それでも、そこに居たのは何か角ばった存在だった。
(やばいなあ、ボケてるなあ、僕)
と思って、自分の体調がやられたのかと危惧するも、その懸念は杞憂に終わる。何のことはない、本の山を抱えた人影だっただけの話だ。
(……いや、本の山を抱えて公園を歩くって、なんだよ)
そもそもふらつくほどの本を抱えている人なんて、国会図書館でも滅多に見ないだろう。その人影はあっちへよろよろ、こっちへよろよろと、なんとも危なっかしい足取りでちょうど、僕の視界の左から右へと進んでいく。

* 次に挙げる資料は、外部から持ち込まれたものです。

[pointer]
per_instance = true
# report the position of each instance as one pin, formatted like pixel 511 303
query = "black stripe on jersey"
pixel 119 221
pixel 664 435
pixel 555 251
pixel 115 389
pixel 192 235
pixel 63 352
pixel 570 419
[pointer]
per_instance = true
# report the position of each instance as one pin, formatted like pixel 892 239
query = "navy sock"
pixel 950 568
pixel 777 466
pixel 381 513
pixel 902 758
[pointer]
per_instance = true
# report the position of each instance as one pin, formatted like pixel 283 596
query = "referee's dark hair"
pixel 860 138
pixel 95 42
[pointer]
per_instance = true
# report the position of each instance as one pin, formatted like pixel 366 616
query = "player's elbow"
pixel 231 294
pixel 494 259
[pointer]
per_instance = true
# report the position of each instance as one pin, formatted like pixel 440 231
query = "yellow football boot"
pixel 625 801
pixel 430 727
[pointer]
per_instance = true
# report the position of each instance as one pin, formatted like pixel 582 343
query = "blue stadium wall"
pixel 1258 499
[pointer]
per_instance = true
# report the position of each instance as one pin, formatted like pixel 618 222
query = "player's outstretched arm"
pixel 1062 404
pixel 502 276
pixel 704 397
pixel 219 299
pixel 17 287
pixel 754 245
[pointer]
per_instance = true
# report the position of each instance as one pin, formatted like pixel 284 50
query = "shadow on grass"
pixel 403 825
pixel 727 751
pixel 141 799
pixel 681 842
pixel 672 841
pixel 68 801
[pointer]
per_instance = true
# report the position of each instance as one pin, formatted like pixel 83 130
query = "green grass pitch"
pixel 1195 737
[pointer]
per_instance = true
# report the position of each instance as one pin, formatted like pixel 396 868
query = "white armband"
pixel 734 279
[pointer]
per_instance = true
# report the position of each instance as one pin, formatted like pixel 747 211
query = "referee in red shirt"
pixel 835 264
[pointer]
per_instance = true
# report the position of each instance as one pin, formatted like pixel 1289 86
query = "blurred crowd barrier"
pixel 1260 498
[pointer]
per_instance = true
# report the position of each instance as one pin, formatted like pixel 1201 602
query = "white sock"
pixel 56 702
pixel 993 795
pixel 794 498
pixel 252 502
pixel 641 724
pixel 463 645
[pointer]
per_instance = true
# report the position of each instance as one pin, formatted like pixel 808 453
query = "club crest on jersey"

見ると、どうやら女性のようだった。あまりよく見えなかったけれども、本に隠れきれそうなほど、その体が華奢で細かったこと。その本に隠れきれないほとんど、艶やかで黒々とした綺麗な長髪が揺れていたこと。
そして何より、その本をかかえる腕、長袖のカーディガンからちらりと見えるその手が、まるでガラス細工のように透き通っていて。それでいて、白鷺のように純白に見えたこと。
判断を下すには十分すぎる情報量だった。……それにしたって、あまりにも抱えすぎなんじゃあないだろうか。あの量じゃ、僕だって辟易する。

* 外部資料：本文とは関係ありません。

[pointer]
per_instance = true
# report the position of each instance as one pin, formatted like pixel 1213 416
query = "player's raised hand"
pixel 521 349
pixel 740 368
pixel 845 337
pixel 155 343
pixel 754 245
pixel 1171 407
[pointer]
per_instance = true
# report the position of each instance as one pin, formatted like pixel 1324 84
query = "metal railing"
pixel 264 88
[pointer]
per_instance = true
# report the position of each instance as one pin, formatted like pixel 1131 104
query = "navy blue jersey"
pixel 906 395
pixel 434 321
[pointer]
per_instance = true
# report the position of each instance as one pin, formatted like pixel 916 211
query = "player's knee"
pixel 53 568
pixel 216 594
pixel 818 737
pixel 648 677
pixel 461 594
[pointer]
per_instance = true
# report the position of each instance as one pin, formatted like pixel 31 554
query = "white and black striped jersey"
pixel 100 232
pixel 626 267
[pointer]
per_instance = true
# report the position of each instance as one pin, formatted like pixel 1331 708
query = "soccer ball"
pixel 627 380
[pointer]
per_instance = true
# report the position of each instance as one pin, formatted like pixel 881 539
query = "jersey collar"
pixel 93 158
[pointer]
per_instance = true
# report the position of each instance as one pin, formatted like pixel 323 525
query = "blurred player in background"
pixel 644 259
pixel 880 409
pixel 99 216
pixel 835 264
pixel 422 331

もっとも僕だってとりわけ膂力に優れているわけでもないのだけれど。だから女性にとってはもっとつらいだろう、ということは容易く理解できた。
とはいえ――まあ、僕には関係ないことだ。そう思って、本に目を落とそうとした。時間でいえば、あと三十分ほどは読書に励める。
そう思った時だった。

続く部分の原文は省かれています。